Oxygen is an abundant gas after nitrogen. Its existence fills the earth’s atmosphere around 20.9%. Colorless and odorless, yet everyone can feel through the breath. The process of breathing or respiration requires oxygen. Its function is vital to human survival in this world. Oxygen is very reactive and easy to react with other elements.

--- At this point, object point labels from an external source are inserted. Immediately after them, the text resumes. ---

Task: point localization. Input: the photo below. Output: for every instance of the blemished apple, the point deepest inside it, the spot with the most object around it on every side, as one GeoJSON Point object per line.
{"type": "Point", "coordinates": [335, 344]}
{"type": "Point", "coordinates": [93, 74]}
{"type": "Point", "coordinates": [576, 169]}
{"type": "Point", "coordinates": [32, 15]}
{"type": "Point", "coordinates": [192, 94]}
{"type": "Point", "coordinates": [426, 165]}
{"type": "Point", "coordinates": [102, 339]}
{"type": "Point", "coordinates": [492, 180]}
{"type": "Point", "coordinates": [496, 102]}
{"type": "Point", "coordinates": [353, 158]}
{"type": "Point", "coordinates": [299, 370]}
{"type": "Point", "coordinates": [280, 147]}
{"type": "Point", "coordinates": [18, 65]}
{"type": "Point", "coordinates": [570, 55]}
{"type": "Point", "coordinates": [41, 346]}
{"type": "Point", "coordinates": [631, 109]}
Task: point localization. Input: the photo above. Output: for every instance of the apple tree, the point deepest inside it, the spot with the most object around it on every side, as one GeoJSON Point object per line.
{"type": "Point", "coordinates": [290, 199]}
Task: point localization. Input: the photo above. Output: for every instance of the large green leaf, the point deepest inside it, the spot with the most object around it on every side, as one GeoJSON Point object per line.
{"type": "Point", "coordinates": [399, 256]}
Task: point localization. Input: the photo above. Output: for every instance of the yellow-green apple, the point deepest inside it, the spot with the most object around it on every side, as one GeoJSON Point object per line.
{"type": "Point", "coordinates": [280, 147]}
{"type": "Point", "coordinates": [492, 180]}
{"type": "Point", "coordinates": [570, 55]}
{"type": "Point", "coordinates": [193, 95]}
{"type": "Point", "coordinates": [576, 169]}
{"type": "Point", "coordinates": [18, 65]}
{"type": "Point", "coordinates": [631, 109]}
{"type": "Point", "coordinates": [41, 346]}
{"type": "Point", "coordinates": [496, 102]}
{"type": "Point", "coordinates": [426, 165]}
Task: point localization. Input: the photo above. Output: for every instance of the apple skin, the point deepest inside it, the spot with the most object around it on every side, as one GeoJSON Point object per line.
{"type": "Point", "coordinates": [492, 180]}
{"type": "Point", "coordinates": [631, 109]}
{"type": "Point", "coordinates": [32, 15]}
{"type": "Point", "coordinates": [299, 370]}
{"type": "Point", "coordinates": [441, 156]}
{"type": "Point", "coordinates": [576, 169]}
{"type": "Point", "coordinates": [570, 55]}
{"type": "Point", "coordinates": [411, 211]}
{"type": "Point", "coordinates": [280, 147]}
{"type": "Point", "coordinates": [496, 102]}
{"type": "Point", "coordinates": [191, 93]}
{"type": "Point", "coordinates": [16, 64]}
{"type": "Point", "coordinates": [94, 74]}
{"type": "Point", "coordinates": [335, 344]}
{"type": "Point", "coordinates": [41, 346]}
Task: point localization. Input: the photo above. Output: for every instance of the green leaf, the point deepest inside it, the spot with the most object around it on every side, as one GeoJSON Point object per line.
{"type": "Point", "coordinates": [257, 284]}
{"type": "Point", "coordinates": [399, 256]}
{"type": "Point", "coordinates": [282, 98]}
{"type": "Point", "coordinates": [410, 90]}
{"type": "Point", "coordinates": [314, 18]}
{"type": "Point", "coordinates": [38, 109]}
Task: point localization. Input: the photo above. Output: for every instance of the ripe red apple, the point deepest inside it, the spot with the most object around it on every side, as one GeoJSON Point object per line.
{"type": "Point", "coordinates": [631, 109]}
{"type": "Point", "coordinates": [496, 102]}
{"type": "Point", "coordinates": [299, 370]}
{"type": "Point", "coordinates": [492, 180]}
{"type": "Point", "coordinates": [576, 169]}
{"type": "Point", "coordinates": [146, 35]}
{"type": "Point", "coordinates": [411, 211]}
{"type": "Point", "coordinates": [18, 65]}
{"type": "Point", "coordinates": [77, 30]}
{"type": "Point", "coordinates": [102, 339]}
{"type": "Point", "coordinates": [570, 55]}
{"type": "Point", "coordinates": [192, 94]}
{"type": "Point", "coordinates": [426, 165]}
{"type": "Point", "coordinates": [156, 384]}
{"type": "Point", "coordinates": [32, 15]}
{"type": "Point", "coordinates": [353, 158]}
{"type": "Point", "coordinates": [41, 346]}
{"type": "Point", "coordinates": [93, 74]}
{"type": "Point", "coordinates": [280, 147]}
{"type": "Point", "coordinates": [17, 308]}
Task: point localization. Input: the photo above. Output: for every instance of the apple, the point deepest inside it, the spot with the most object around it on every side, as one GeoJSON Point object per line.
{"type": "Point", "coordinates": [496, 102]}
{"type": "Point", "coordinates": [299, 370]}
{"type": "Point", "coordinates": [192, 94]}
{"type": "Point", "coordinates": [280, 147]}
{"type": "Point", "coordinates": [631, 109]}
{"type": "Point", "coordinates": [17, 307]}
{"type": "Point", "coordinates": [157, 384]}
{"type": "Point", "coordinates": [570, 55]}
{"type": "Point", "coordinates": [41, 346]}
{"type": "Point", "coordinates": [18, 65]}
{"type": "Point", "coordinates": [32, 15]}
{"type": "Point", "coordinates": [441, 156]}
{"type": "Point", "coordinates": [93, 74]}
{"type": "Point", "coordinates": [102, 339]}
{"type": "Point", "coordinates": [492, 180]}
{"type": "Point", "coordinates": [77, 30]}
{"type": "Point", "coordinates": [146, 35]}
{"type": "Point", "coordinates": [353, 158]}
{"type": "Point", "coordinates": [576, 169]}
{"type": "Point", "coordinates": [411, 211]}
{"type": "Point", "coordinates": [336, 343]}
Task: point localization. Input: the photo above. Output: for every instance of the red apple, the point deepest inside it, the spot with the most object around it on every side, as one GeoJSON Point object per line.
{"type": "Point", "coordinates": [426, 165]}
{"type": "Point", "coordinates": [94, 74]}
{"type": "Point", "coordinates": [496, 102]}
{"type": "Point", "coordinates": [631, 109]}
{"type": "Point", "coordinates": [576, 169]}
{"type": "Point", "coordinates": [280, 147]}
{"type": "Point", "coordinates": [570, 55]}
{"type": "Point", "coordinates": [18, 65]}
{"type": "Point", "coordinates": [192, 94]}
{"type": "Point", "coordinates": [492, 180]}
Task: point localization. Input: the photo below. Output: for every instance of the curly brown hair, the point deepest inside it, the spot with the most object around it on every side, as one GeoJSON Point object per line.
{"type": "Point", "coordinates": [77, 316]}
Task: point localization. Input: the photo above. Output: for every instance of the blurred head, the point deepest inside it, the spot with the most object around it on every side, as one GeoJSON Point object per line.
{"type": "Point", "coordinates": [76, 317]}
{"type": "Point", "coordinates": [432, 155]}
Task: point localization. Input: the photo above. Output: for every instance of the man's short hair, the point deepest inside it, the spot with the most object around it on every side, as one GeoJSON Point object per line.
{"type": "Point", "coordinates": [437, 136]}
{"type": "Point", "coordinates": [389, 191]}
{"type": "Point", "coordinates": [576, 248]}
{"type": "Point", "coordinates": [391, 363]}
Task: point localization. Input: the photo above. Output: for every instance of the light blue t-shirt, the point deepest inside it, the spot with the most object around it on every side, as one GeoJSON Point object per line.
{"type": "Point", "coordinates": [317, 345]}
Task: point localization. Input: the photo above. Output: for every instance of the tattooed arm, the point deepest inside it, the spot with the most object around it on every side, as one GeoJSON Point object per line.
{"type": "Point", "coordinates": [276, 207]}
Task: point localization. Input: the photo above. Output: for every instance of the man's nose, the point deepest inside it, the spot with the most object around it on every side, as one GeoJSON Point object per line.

Here’s the oxygen function:

  • The process of respiration for humans
  • Prevent the growth of anaerobic cells
  • Helps the circulatory system
  • Helps to fly an airplane
  • As an explosive
  • For welding materials (metal connecting)
  • For medical stocks stored in oxygen-relief tubes for asthmatics
  • For oxygen for the diver while diving in the ocean

3. Hydrogen (H2)

Hydrogen is the lightest element in the world (inert). The word “hydrogen” is taken from two words in Greek, hydro, which means water and genes which means to form. It is highly flammable, colorless, odorless and single-valent. Its function are :

  • For the hydrogenesis reaction of various organic compounds
  • As a reducer of some compounds
  • Basic ingredients of fertilizer made with nitrogen
  • As transportation fuelIn
  • dicator of gas leakage

Here is it: Hydrogen Uses

4. Nitrogen Monoxide Compound (NO)

Nitrogen Monoxide is a heteronuclear diatom molecule composed of two different elements, namely Nitrogen and Oxygen. Basically these compounds are free radicals that come from the result of burning of fossil fuels and is naturally generated from lightning when releasing electricity. Its benefits are :

  • Gas that can be slightly diffuse and bioactive molecules
  • The basic ingredients of fertilizer maker
  • Detect radical on the polymer.
  • Helps improve inter-cell communication in the cardiovascular system (blood vessels and heart).
  • Helps treatment of pulmonary hypertension in infants who are delivered at low concentrations.
  • Sufficient body-level NO to maintain the liver from ischemic damage due to sepsis. because NO can be produced by neurons during the human brain without causing poisoning effects,

Thus explanation of examples of monatomic and diatomic gases May be a useful knowledge for all of us.